Differences between PyPy and CPython¶
This page documents the few differences and incompatibilities between the PyPy Python interpreter and CPython. Some of these differences are “by design”, since we think that there are cases in which the behaviour of CPython is buggy, and we do not want to copy bugs.
Differences that are not listed here should be considered bugs of PyPy.
Extension modules¶
List of extension modules that we support:
Supported as built-in modules (in pypy/module/):
__builtin__ __pypy__ _ast _codecs _collections _continuation _ffi _hashlib _io _locale _lsprof _md5 _minimal_curses _multiprocessing _random _rawffi _sha _socket _sre _ssl _warnings _weakref _winreg array binascii bz2 cStringIO cmath cpyext crypt errno exceptions fcntl gc imp itertools marshal math mmap operator parser posix pyexpat select signal struct symbol sys termios thread time token unicodedata zipimport zlib
When translated on Windows, a few Unix-only modules are skipped, and the following module is built instead:
_winreg
Supported by being rewritten in pure Python (possibly using cffi): see the lib_pypy/ directory. Examples of modules that we support this way: ctypes, cPickle, cmath, dbm, datetime... Note that some modules are both in there and in the list above; by default, the built-in module is used (but can be disabled at translation time).

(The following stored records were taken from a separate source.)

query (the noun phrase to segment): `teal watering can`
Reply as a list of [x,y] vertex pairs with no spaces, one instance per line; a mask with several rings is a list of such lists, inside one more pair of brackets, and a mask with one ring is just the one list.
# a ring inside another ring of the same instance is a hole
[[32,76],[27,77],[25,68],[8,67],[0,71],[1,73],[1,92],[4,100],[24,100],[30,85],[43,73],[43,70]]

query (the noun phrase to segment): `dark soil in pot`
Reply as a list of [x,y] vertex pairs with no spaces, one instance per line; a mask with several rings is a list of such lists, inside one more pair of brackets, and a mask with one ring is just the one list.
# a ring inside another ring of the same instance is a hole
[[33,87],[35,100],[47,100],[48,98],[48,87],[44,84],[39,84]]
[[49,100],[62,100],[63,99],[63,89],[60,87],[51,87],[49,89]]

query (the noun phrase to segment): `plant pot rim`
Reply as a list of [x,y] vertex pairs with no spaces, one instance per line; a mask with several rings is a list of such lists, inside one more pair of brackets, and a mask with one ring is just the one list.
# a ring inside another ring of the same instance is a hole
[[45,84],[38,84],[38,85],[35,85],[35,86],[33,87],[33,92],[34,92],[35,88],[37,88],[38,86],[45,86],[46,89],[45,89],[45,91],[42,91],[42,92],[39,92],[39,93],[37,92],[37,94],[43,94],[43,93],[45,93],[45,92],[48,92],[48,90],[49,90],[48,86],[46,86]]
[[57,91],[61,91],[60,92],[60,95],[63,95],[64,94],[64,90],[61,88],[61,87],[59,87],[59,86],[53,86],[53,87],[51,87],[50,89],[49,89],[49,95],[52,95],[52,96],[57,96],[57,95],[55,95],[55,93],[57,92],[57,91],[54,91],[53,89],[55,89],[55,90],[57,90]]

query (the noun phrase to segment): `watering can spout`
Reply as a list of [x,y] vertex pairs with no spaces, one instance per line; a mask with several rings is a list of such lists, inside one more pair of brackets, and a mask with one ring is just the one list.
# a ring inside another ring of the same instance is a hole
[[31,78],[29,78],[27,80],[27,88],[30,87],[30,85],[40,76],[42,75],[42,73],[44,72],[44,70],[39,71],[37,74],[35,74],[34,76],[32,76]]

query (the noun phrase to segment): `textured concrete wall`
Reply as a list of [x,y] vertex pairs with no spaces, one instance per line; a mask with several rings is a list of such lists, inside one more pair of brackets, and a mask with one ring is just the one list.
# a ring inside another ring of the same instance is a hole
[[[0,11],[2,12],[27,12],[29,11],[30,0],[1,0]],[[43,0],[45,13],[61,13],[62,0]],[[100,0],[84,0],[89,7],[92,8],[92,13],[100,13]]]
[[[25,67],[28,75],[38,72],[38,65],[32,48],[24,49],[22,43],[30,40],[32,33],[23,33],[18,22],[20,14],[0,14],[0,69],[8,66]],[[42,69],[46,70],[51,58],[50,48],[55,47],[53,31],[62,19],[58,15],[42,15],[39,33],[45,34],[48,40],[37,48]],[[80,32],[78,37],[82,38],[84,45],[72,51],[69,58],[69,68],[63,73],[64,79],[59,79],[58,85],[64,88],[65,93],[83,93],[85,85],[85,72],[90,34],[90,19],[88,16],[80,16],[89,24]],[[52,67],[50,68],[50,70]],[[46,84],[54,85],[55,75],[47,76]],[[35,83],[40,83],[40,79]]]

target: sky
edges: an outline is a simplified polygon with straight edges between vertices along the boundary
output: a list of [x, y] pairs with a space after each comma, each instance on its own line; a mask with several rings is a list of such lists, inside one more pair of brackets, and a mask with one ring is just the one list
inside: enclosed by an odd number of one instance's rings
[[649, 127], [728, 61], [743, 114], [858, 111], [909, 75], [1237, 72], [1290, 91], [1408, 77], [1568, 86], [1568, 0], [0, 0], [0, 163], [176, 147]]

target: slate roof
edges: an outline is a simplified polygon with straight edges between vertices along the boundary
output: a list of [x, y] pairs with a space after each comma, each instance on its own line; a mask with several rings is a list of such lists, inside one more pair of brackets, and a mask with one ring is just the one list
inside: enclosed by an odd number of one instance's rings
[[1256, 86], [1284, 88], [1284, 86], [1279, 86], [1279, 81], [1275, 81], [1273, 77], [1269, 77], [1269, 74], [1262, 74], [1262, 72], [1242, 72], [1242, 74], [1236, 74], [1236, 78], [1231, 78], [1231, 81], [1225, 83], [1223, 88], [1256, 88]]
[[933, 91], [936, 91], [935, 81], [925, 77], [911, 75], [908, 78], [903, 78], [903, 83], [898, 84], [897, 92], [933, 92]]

The extension modules (i.e. modules written in C, in the standard CPython) that are neither mentioned above nor in lib_pypy/ are not available in PyPy. (You may have a chance to use them anyway with cpyext.)
Subclasses of built-in types¶
Officially, CPython has no rule at all for when exactly overridden method of subclasses of built-in types get implicitly called or not. As an approximation, these methods are never called by other built-in methods of the same object. For example, an overridden __getitem__() in a subclass of dict will not be called by e.g. the built-in get() method.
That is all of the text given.